In accordance with the general principles of the settlement, the Competition Board (“Board”) may apply to the settlement procedure upon the written requests of the parties or ex officio. Settlement applications can also be made through the e-Government Gateway, and the Board and the parties are in charge until the notification of the investigation report.

After the settlement application, the Board

• Number of parties involved in the investigation
• Whether a significant part of the parties to the investigation resorted to settlement,
• The scope of the violation and the nature of the evidence,
• Whether it is possible to reach a common opinion with the investigative parties regarding the existence and scope of the violation.
It may accept or reject the request, as well as decide to invite other parties to settlement negotiations.
In case the Board accepts the written request submitted by the parties, settlement negotiations are started and an interlocutory decree is made as a result of the negotiations, which includes clues regarding the final decision.

In this interlocutory decree;

• The nature and extent of the alleged violation of Competition Law,
• Calculated maximum administrative fine rate,
• The discount rate to be applied as a result of the settlement,
• Discount rates that can be applied within the scope of active cooperation,
• Maximum penalty rates to be given,
• The definite period not exceeding fifteen days to be given for sending the settlement text to the Institution, and
• In case the settlement text is not sent in due time, the Board will not be bound by the matters included in the interlocutory decree.

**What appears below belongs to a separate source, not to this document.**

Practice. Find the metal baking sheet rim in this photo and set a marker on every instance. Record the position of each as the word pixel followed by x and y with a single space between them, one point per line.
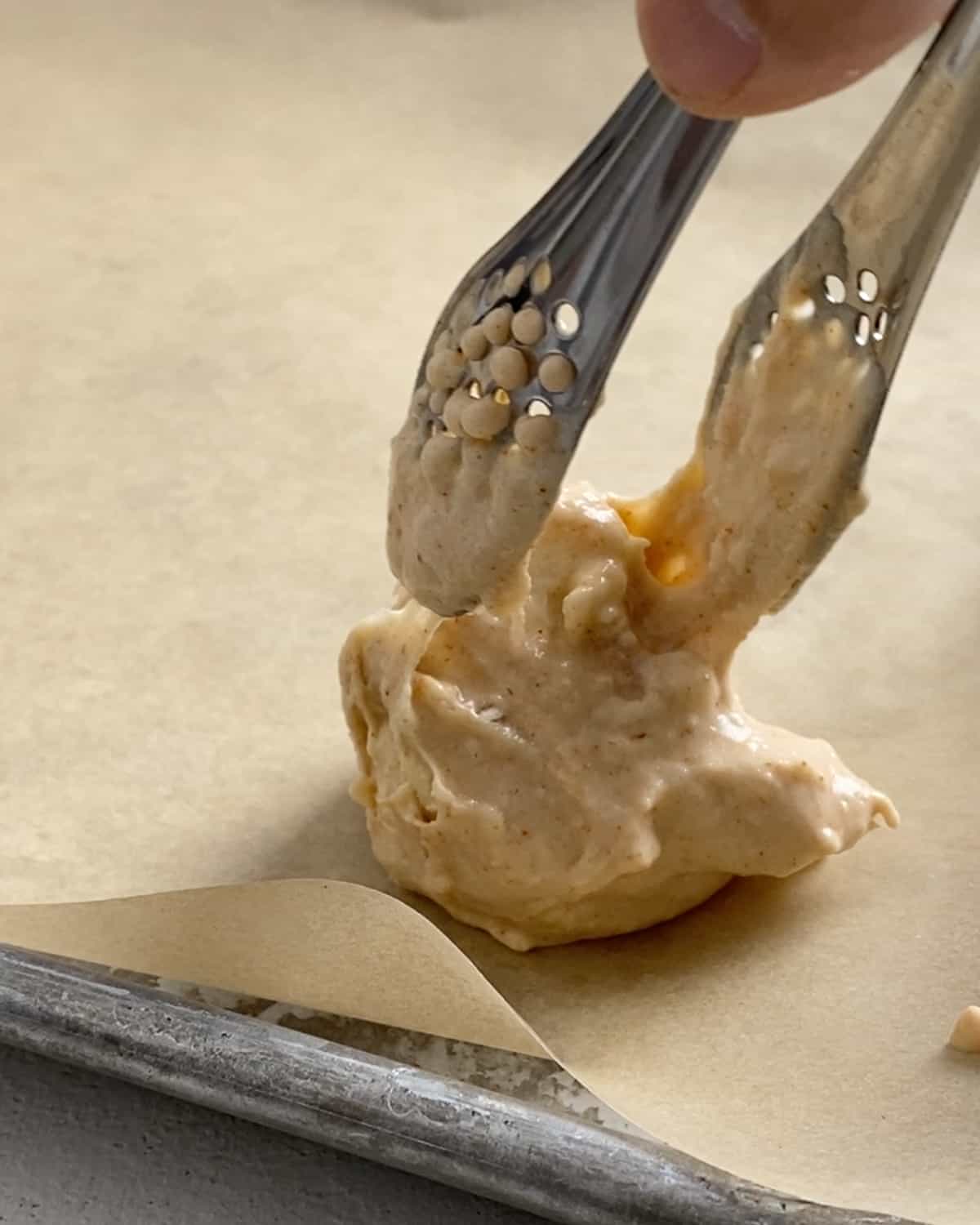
pixel 492 1146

Following the Board’s interlocutory decree, the parties are required to send the text of the settlement to the Board, in due time, which includes the declarations of their acceptance of the existence and scope of the violation. After the parties send the settlement texts to the Board in due time, the final decision phase is initiated within fifteen days from the date of entry into the Board’s records.
It is anticipated that the administrative fine to be imposed can be reduced by 10% to 25% and that the matters subject to settlement will not be the subject of lawsuits under the terms of the “Regulation on Fines to Apply in Cases of Agreements, Concerted Practices and Decisions Limiting Competition, and Abuse of Dominant Position.”

CONCLUSION
In light of all of this information and the Board’s settlement decisions made since the year 2020, it is seen that: Settlement is a mechanism that concludes quickly, increasing its applicability and preference both in terms of undertakings with numerous specific findings against it and in terms of the Board.